Don’t be afraid if you happen to see a robot handing out your medicine at the hospital, that’s not your nurse replacement but an invention of Panasonic Corp. aimed at helping healthcare workers such as doctors and nurses have more time for their patients. The second generation Hospi drug-delivery robot can now be seen in action at the Panasonic’s in-house health insurance union-operated Matsushita Memorial Hospital in Moriguchi, Osaka.
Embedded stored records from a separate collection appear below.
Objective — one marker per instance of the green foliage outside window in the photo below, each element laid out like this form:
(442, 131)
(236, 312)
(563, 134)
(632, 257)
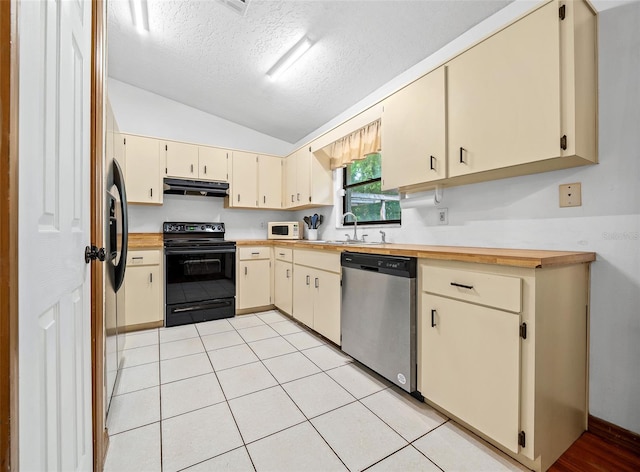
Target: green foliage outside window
(364, 195)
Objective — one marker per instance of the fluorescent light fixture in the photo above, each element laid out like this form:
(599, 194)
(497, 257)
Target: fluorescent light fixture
(140, 15)
(290, 58)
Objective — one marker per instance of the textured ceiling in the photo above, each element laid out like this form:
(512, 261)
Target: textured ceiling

The improved version of the Hospi now features side lamps to identify itself to patients at night and a capability to carry heavy medicine trays with up to 20 kilograms of medicine. It has a sensor that recognizes people and objects to avoid collision. But the best thing about the new Hospi is that it can ride an elevator all by itself. While others may feel skeptical with having a robot in a healthcare environment where personal touch is needed, employing its use in the hospital has since cut nurses’ medicine delivery by at least one-third, with the nurses not having to get medicines from the pharmacy before handing it out to their patients. Pharmacists only need to encode the destination of the medicine and voila, the Hospi will deliver it on its own.
Having the Hospi robot also reduced the hospital expenses of using pneumatic dispatch tubes for deliveries, which costs around ¥1 million ($9,780). Even with the maintenance cost of the robotic system, it still is around one-fifth of the expenses for other conventional systems used in a hospital, according to a Panasonic official. Basing from the first-generation Hospi system that flopped, Panasonic studied the actual needs of hospitals with robot systems and incorporated it in the new design they made. Five Hospi units can now be seen working the hallways of the Matsushita Memorial Hospital and Panasonic is already talking with other healthcare facilities in 15 Prefectures to adopt the robot into their system.